A little while later, I found myself in Book Sale, one of my favorite places to go in the mall, sniffing a book called “The art of Description”, by Mark Doty.  It was a book on just that, description. Putting into words just how we see things in the world, which, I believe sounds easy enough…until you start to do it.
(It’s not so easy, you know. Try describing the sensation of looking into someone’s eyes when you feel the deep stirrings of love that you can never tell them about, or try describe the colors of sunset, or even just the “reflectivity of the bay on an August morning”.  :-))
Well, it seems like a self-help book, but I cannot discount the fact that it has mellifluous words in it, and that is even a bigger pull for me. I just like to get lost in the sights and sounds of the wordplay.)
My recent interest in honing my skills in “painting with words” was sparked by a very recent academic endeavor.
Last week, I went on rounds with my mentor to see one of his patients on the pay floors. It was about an hour long, and all I did was sit and observe. 
(Learning from the “masters”, is an active process, you really have to go out of your way to see them in action, as in Psychiatry, being asked to observe is not something that happens every day, regarding the very confidential nature of most of our work.)
I tried to learn from the experience, taking in all I possibly could, as much as my sensate faculties would allow me.  Everything had a purpose, the relaxing, comfortable atmosphere which he made in the patient’s hospital room, the way he positioned the family members, the way he placed himself in his seat, the modulation in his voice that he practiced, they were all for a purpose. I also observed how the members of the family acted, how they spoke, how they moved. I think I even had to subconsciously memorize the expressions on their faces while they were telling their  versions of the story…
Afterwards, Sir discussed the case with me. The afternoon’s learning session was to be focused on “what I saw.” The “mentoring” was very informal, mind you, we were outside the gate, and he was smoking, while he had me recount…and describe what it was that I had seen during the rounds.
I made the same mistake of thinking it was easy.
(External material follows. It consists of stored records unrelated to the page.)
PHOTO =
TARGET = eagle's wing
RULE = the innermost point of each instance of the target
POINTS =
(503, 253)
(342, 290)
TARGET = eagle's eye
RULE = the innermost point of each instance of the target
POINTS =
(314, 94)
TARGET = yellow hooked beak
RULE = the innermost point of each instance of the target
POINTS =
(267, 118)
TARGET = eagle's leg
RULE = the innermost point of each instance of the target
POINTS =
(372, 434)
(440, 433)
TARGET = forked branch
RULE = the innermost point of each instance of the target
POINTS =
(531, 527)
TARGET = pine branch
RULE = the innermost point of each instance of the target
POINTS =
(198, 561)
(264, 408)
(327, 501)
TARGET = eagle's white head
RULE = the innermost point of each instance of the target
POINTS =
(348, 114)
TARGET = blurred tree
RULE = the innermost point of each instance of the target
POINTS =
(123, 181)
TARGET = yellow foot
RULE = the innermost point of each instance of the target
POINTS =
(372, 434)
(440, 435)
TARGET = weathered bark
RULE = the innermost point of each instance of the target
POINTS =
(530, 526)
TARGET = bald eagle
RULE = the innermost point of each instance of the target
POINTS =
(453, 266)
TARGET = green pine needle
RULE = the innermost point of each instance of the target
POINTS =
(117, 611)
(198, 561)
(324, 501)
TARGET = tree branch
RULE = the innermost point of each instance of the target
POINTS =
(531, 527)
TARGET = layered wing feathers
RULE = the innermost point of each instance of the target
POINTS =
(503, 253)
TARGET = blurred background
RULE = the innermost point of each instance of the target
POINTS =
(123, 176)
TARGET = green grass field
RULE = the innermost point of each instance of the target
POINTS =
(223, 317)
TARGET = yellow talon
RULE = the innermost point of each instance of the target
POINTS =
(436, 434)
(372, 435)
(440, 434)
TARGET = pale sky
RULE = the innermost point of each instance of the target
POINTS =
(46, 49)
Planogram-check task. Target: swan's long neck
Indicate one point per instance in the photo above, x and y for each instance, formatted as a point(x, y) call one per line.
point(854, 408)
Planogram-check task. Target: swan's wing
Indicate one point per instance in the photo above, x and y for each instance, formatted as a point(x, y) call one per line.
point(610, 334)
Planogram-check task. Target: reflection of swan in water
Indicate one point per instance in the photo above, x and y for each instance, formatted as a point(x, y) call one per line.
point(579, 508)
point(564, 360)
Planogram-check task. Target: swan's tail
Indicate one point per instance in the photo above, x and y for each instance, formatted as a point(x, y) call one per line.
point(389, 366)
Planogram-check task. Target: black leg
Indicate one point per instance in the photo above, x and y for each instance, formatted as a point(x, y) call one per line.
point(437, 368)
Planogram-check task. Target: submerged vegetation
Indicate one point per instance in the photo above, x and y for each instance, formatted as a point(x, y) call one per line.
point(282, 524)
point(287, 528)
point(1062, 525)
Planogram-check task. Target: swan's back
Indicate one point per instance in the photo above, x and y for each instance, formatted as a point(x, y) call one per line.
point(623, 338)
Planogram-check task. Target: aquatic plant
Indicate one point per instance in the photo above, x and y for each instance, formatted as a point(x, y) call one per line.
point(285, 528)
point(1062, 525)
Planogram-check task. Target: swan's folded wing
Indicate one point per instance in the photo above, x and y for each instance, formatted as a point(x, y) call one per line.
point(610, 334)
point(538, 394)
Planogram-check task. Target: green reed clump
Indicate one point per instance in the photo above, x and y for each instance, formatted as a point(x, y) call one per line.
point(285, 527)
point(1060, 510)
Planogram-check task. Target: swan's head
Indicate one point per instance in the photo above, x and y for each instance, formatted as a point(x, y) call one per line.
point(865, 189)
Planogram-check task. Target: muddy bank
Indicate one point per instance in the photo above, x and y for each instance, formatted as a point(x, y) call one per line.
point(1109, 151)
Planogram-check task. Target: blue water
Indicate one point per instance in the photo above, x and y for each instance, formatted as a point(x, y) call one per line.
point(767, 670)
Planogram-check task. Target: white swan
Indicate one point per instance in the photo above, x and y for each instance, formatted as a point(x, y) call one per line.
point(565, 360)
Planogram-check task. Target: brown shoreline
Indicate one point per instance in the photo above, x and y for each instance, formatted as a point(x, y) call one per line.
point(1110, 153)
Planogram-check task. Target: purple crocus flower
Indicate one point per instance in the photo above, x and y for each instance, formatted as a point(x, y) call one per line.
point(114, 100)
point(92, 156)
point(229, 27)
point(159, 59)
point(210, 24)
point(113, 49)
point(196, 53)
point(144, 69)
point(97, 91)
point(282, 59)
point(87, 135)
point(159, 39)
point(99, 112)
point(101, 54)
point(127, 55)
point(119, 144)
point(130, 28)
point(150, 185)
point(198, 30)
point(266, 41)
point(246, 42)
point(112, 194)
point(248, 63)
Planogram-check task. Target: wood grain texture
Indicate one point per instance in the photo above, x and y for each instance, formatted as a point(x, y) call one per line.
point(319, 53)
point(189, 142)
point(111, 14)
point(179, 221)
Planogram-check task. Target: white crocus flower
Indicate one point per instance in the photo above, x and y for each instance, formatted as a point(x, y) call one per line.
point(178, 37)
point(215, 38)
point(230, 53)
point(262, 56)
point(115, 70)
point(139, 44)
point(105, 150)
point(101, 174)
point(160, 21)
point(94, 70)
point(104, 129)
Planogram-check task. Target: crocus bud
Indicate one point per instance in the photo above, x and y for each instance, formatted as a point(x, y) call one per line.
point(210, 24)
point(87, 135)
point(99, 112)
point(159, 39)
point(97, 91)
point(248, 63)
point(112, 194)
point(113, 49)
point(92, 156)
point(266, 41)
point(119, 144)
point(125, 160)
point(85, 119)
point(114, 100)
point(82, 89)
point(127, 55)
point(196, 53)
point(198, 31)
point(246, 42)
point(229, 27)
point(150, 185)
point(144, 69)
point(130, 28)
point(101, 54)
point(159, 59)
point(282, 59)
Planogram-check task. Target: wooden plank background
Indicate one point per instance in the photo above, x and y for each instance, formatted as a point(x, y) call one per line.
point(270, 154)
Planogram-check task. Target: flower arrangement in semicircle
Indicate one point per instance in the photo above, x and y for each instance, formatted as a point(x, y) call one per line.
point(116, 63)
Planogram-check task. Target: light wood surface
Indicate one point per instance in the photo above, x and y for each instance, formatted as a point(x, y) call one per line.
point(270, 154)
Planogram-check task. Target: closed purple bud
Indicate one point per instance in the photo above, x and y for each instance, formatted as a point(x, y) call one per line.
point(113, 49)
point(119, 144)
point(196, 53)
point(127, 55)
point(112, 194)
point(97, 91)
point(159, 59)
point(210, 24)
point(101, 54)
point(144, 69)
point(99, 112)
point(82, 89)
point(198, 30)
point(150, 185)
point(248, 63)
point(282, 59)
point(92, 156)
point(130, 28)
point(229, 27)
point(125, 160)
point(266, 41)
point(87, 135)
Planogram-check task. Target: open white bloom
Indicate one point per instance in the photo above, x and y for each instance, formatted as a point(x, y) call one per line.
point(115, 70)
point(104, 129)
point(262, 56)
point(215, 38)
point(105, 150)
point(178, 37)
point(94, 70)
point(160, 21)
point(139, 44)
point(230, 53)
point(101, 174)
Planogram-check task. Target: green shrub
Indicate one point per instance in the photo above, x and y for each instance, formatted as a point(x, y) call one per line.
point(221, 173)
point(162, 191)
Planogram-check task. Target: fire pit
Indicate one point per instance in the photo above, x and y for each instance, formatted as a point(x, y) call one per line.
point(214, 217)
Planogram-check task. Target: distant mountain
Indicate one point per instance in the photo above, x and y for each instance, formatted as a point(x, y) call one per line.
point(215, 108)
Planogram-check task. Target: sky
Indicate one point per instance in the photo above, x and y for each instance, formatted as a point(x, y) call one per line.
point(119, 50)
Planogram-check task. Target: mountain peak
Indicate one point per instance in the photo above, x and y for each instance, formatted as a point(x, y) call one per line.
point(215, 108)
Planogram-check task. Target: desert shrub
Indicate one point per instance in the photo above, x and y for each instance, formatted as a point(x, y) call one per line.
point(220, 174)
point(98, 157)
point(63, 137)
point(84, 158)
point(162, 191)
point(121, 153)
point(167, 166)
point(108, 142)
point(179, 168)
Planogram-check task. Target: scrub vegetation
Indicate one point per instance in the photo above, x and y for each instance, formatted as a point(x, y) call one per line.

My initial attempts at “describing” what I saw (My mentor and I talk in English, which works for me, because I think I would be at a loss for words to describe the episode in Tagalog) were met with, “You’re not describing, you’re making a cognitive judgment…Now, try again.”
“Observing and describing is very important…that is the best way to learn Psychiatry…”
It took me a few more tries to actually get to “describe”, without “judgment”. At first glance, one would likely think, “Describing is easy enough.”, but why did I have such a hard time doing it? My mentor has a very eclectic way of thinking, and it’s never easy to really “get” what he wants you to say. He challenges me, but in a good way.
 Hence the book…

Like I always say, there’s never a boring day in Psychiatry.
Oh, and about the super tall, muscular dude, I’m afraid to say it didn’t go anywhere. Flattering as it may have been that he was making the first move (he waited at the bend to see if I would reciprocate), I didn’t. My head, and my heart was simply too full, and my stomach too empty to think of any possible dalliances. :-)
And so I walked home. Looked out my 27th floor balcony, and mused about the delightful possibilities.